In the Catholic League’s latest press release, Bill Donohue argues that the major divinity schools are ignoring Christmas because they don’t have Christmas pictures on their websites and list few if any Christmas services on their calendars. He mentions Harvard, Yale, Chicago, Emory, Duke, and Vanderbilt. Ah, one thinks at first, a very good point—-but it’s not. It’s grossly unfair.

One ought to be skeptical just from the inclusion of Duke in his list, Duke the home of Paul Griffiths, Reinhard Huetter, Kavin Row, Stanley Hauerwas, Richard Hays, and Geoffrey Wainwright, all of whom have written for First Things , among many other good people. It’s absurd to think that the divinity school is ignoring Christmas, with the imputation of secularist commitments that is supposed to imply.

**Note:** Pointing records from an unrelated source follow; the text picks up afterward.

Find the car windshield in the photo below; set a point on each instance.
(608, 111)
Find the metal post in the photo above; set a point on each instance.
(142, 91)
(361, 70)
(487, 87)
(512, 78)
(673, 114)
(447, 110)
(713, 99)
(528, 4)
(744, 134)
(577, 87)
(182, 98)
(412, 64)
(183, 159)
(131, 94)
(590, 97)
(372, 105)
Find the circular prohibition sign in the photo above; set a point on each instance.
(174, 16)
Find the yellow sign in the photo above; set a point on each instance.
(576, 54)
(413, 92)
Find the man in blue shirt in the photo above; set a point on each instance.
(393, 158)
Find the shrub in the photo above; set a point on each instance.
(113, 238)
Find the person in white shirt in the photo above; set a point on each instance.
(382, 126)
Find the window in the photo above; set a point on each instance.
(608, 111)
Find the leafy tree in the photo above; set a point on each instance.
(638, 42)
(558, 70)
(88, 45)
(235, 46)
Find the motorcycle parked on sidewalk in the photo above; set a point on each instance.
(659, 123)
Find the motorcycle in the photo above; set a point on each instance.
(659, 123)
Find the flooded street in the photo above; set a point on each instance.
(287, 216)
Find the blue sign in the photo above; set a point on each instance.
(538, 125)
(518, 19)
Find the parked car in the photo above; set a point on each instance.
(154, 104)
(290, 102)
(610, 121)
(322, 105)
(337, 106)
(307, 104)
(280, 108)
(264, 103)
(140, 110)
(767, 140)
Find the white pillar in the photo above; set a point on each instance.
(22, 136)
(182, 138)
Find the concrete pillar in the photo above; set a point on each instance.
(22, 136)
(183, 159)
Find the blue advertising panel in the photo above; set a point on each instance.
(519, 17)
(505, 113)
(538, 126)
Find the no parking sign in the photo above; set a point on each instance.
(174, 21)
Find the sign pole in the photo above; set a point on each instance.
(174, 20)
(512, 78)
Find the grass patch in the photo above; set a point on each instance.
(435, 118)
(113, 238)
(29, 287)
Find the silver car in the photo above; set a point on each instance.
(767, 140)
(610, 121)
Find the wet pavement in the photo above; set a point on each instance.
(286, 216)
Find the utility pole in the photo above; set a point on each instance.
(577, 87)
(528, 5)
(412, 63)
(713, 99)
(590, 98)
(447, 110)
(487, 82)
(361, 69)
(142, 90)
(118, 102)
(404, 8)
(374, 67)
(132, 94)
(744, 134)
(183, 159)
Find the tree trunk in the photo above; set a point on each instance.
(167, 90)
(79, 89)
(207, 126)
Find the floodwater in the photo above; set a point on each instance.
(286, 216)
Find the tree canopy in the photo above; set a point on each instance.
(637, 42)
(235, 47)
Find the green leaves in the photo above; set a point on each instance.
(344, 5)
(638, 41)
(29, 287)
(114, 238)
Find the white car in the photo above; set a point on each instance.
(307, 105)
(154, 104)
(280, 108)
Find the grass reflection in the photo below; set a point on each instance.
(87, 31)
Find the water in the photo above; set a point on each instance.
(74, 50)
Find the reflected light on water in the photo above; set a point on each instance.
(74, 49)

And indeed, the two criteria don’t prove anything of the sort. Like the websites of almost every similar institution, seminary websites have a set form that they don’t change from season to season. They’re not decorated with pictures. They’re not creative enterprises. That’s not what they’re for. Look, for example, at the websites of Gordon-Conwell and St. Vladimir’s . They’re no more Christmasy than those of Duke etc.

The review of the seminary calendars is just as unfair and misleading. Most seminaries will have perhaps just one Christmas event because their students are supposed to be active members of local churches, and in any case classes usually end half-way through December so there’s no one on campus for Christmas. When I taught at an Episcopal seminary, which was a conservative one, every one of whose students and faculty happily affirmed the Nicene Creed, including “born of the Virgin Mary,” we may have had one campus-wide Christmas service, but I don’t think we did. In Advent, we observed Advent in chapel, because, you know, it was Advent. Look, again, at Gordon-Conwell and St. Vlad’s websites.